Enter Patrick Doherty.
Doherty arrives at Haverford after spending eight seasons as an assistant coach under head coach Fran O’Hanlon at Lafayette College, including the last two as associate head coach. He also suited up for Lafayette, as a freshman walk-on back in 2001 before health issues ended his playing career.
“It’s just really exciting getting a chance to call some timeouts and draw up some plays,” Doherty said. “It’s bittersweet leaving Lafayette, because I went to school here, I’ve been around this college for twelve years of my life, so it’s hard moving on -- but I’m excited for it.”
Having been around O’Hanlon for the better part of this century and spending eight seasons working with him, Doherty is looking to bring some of the lessons that he was taught by O’Hanlon with him to Haverford.
“I would say the principles that he coaches by and runs his program by will be very similar,” Doherty said. “It might not necessarily look exactly the same in terms of what’s out on the court, but the things that he talked to our guys about every day.
“To give you an example, we talk about sharing the ball and giving yourself up and making good, quick decisions on the court, all of those things are translatable and adaptable to however you want to play so I’m going to bring plenty of lessons from Fran with me down to Haverford and then we’ll figure out how we’re going to kind of put it all into action on the court.”
Haverford is coming off of a 4-21 season (3-15 Centennial Conference) in 2016-17 and an overall record of 29-94 in the last five years, so Doherty is looking to improve on those numbers from day one.
“My big thing is that I’m going to get right to work at it and try to get a jumpstart on recruiting and try to figure out how I can help these guys improve their games over the summer,” he said.
Fortunately for Doherty, every player on Haverford is returning except for guard Matt Sherman who was the team’s lone senior on the team last season.
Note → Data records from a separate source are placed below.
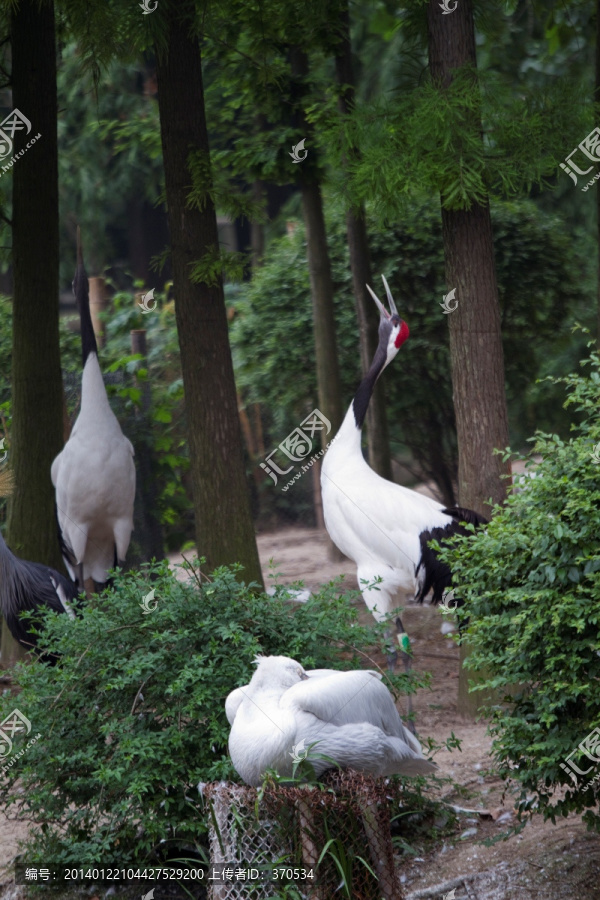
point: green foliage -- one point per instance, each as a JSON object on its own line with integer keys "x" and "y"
{"x": 530, "y": 583}
{"x": 101, "y": 174}
{"x": 163, "y": 425}
{"x": 132, "y": 717}
{"x": 541, "y": 288}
But he’s got a long road ahead to bring the Fords up to the level of defending league champion Swarthmore and other perennially high-level programs in Johns Hopkins and Franklin & Marshall, as well as the rest of the Centennial.
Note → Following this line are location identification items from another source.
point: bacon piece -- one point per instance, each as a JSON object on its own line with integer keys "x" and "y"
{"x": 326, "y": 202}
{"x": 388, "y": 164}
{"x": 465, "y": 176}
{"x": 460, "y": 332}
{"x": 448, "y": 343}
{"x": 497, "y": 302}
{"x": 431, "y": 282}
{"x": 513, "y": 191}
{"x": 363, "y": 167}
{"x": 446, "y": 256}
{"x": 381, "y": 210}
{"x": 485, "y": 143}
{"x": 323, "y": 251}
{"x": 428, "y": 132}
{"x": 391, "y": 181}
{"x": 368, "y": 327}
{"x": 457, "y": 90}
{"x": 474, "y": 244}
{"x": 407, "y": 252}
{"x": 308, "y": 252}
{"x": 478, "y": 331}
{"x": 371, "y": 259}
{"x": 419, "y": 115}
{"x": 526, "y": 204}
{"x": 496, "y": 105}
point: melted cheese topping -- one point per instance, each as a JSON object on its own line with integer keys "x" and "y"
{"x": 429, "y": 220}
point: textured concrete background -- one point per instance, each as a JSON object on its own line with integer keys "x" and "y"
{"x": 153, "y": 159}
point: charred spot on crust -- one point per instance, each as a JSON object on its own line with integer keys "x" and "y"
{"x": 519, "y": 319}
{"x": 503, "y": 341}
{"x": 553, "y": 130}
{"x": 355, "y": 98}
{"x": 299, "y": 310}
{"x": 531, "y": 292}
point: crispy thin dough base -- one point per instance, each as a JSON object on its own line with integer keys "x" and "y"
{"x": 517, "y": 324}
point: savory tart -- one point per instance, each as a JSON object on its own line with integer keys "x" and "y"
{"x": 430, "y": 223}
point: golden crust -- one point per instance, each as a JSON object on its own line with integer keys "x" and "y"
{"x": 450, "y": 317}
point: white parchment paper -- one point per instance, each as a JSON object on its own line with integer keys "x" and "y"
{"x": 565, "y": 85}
This is Doherty’s first head coaching job since he was the head coach of the Central Bucks East JV basketball team in the 2006-2007 season.
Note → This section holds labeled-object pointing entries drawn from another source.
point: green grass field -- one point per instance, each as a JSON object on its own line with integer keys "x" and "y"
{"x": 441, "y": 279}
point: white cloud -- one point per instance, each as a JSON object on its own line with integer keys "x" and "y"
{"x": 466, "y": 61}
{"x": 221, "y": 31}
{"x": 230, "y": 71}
Prior to coaching at Lafayette, Doherty spent one season as an assistant at The College of New Jersey during the 2007-2008 season and then in the 2008-2009 season, he was an assistant coach at Williams College for head coach Mike Maker.
During his one year tenure with Williams College, Doherty got a taste of what it’s like to be a first-year head coach as that was Maker’s first season in that position.
“I think the biggest thing I’ll pull from my time at Williams is just how to get started with a program and some of the things that are really important right away to get a jump start on,” Doherty said. “The thing I learned from coach Baker is that building relationships with the kids that you’re going to coach is far and away the most important thing you can do to get started with a program.”
Having experience at Lafayette and the Patriot League, one of the more high-academic conferences at the Division I level, Doherty said that the type of players he will be looking for will be familiar, even if the names are different.
“I do think having been a recruiter in this academic world and knowing all the AAU programs and the high school programs all over the country, year-after-year they have the kind of kids that end up in the Ivy, the Patriot and the NESCAC and the Centennial, I think all those things are going to help me enormously,” he said.
Joining Doherty as first-year head coaches in the Centennial Conference are Josh Loeffler, the former Loyola (Md.) assistant coach who is taking over the Johns Hopkins program, and Kevin Hopkins, who is taking over the Muhlenburg program. Swat’s Landry Kosmalski adds to the group of under-40 bosses.
With a handful of successful young coaches in the conference along with the veteran of the Centennial, 72-year-old Franklin and Marshall head coach Glenn Robinson, there seems to be a new wave of youth taking over the conference.
“We’re all going to be duking it out here and I’m really excited for it because all of these guys I know are going to do tremendous jobs,” Doherty said. “I know they’re going to work really hard and it should be a lot of fun.”